Colaboraciones
La soberanía del pueblo o autogobierno del pueblo es una tesis falsa, científicamente
08 abril, 2025 | Javier Úbeda Ibáñez
La doctrina social de la Iglesia nos brinda una orientación diferente respecto de la soberanía política, en plena conformidad con la experiencia histórica. La soberanía es un atributo de la autoridad.
La soberanía no implica de ningún modo la idea de autonomía absoluta, como pretendía Bodin.
La soberanía del pueblo o autogobierno del pueblo, es una tesis falsa, científicamente, en sus tres supuestos:
a) el pueblo no puede gobernar: pues el ejercicio del gobierno exige la toma de decisiones que no se pueden hacer multitudinariamente, y tampoco, ejecutarlas, lo que solo puede hacer quien está preparado especialmente para ello. Ni siquiera en Atenas, donde solían reunirse en la plaza pública 5 o 6 mil ciudadanos para deliberar y aprobar las leyes. Esa cantidad representaba un veinte por ciento del total de ciudadanos, sin contar a las mujeres, y los esclavos, que no eran ciudadanos. De todos modos, esa participación limitada se daba con respecto a una de las funciones clásicas de la autoridad, según Aristóteles —la legislativa—, pero no en las otras dos —ejecutiva y judicial— que estaba en manos de un número menor de funcionarios, generalmente elegidos al azar. Empíricamente, jamás el pueblo ha gobernado en ninguna parte, ni en ninguna época. El pueblo no puede gobernarse a sí mismo; las funciones del poder no admiten el ejercicio multitudinario por parte de todo el pueblo.
b) el pueblo no es soberano: pues la soberanía no es otra cosa que una cualidad del poder estatal. No reside en nadie, es un atributo inherente al Estado. Por lo tanto, no reside en nadie, ni en el gobernante, ni mucho menos en el conjunto del pueblo.

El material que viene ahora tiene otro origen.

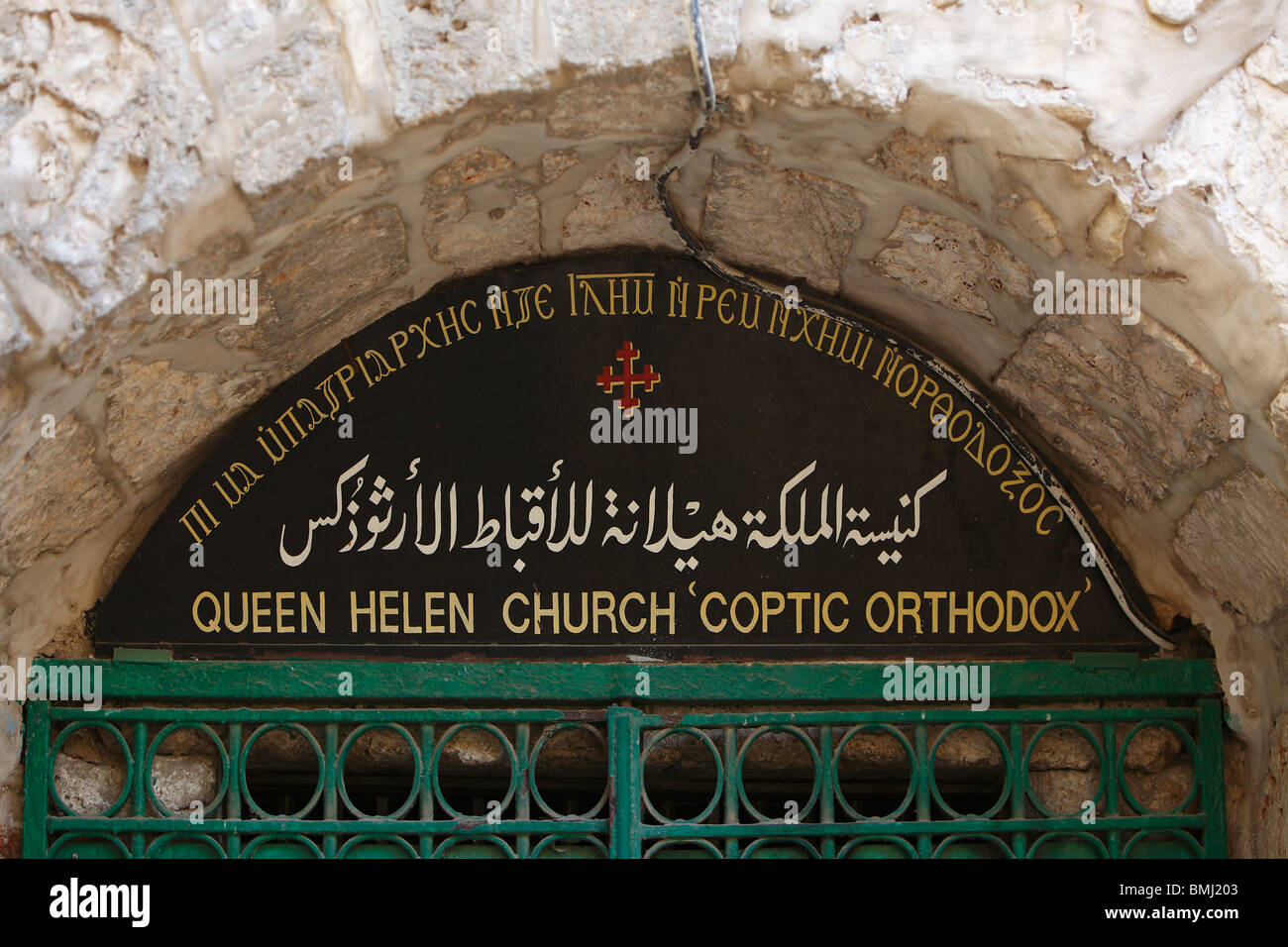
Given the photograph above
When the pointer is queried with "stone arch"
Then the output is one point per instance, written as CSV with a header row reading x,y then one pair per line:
x,y
348,163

c) el gobierno no representa a todo el pueblo: porque para que un sujeto pueda ser representado, es imprescindible una cierta unidad en el mismo sujeto representado. Se puede representar a un hombre, a una familia, a una institución. Hasta una multitud de hombres puede ser representada, siempre que tengan un interés concreto y común en el que la pluralidad se unifique; por ejemplo, los ahorristas defraudados por un banco. Pero no se puede representar un conglomerado heterogéneo y con intereses distintos y hasta contrapuestos, como es el pueblo. Pueblo es un nombre colectivo que designa a la totalidad de personas que forman la población de un Estado; no es persona moral ni jurídica, luego no es susceptible de representación.

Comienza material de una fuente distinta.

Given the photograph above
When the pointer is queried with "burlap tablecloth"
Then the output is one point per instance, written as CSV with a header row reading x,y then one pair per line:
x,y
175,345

Un católico consciente de su fe nunca puede aceptar en conciencia una forma de gobierno donde la soberanía esté en el «pueblo». Por la simple razón de que la soberanía reside únicamente en Dios. Él es el único que es soberano. Él es la suprema autoridad. Él ostenta el supremo poder.
La democracia ha de fundamentarse en los inmutables principios de la ley natural y de la ley divina, o verdades reveladas (Pío XII, Discurso de Navidad de 1944). Es decir, la ley humana ha de subordinarse a la ley divina, natural y positiva. Estos son principios políticos inseparables de nuestra fe católica.
La soberanía reside en nuestro señor Jesucristo, no en el hombre, ni en el «pueblo», por la razón de que el hombre es criatura de Dios por naturaleza e hijo de Dios por la gracia. Lo que conocemos como «pueblo» no depende más que de Dios, y está subordinado a Dios. Esta es creencia tradicional y constante de la Iglesia.
A la crítica científica, debemos agregar la doctrina pontificia. León XIII, en la carta encíclica Inmortale Dei, afirma: «La soberanía del pueblo... carece de todo fundamento sólido y de eficacia sustantiva para garantizar la seguridad pública y mantener el orden en la sociedad».
El Papa León XIII, en su encíclica Diuturnum illud (29 de junio de 1881), expone la doctrina cristiana sobre la autoridad. Claramente dice que el pueblo no es en sí mismo el origen de la autoridad, aunque en ocasiones puede designar los gobernantes.
El Papa Francisco ha criticado el «soberanismo» por conducir «a guerras» y ha estimado que el populismo no refleja «la cultura popular», en una entrevista publicada en el diario La Stampa (fundado en Turín en 1867 con el nombre de Gazzetta Piemontese).